The Belk Service Learning Challenge is currently open to all students in grades 4-8 living within 50 miles of Atlanta, Ga., Birmingham, Ala., and Greensboro/Winston-Salem/High Point, N.C. Working in teams of two to four with the support and guidance of a teacher/mentor, students are asked to identify a community issue and create an action plan using core classroom skills to solve the problem.
Entries for the Challenge are due by January 31, 2014. The grand prize winning team in each state will receive a $1,000 scholarship per student team member and a $250 teacher award. The second place team per state will receive a $500 scholarship per student team member and a $100 teacher award. The winning teams will also receive Belk prize packs for each student team member and teacher and will be celebrated at Belk in-store events in the spring.

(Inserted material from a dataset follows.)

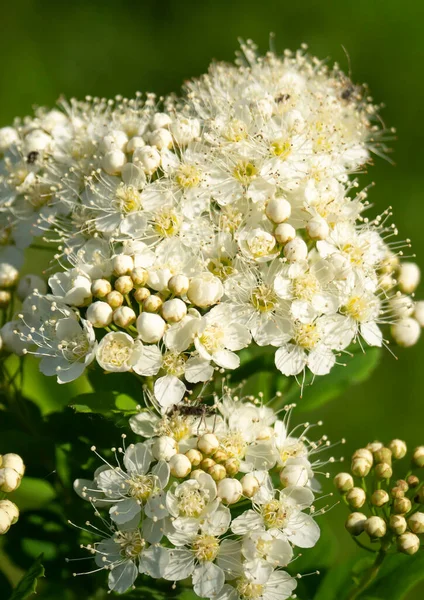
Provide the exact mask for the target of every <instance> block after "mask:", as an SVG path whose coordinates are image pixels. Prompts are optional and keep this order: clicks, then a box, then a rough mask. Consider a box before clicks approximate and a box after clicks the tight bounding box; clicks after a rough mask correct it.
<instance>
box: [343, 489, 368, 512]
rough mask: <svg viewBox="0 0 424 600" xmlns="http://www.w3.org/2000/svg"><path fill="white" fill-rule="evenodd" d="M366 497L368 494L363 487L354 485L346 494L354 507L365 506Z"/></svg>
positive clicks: (359, 506)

“Taking an active role in our communities has been a core value at Belk since our founding almost 125 years ago, and teaming up with Discovery Education and ISTE in this initiative provides us an opportunity to teach students in our markets about the importance of service and giving back,” said Jessica Graham, Belk’s vice president of communications and community relations. “The winners of the inaugural Challenge have set the bar very high, and we are looking forward to seeing transformative projects from new participants.”
Winners of the inaugural year of the Challenge included the Neuse Christian Academy in Raleigh, N.C. who created an assistance program for a group of Burmese refugees living in the Raleigh area. With the prize money awarded to them, the students from Neuse Christian Academy organized a series of English language classes, a job fair, acclimation kit, and lobbied their local congressman for relief.
“Service learning projects like the Belk Service Learning Challenge are not only a terrific way to show youth that corporate America is interested in education but this type of project also serves as an incentive outside of the normal routine of school to recognize and motivate exceptional students,” said Les Burleson, student advisor to last year’s Grand Prize winners from Raleigh, N.C. “The benefits are undeniable. Teachers can use the Challenge as a part of their classroom differentiation plan and students can stretch their boundaries in ways that would otherwise not be available.”
To supplement the efforts of these students in their service learning projects, dynamic online destination BelkServiceLearningChallenge.com anchors the Challenge and equips 4th-8th grade classrooms with free, standards-based service-learning curriculum, including lesson plans and multimedia tools.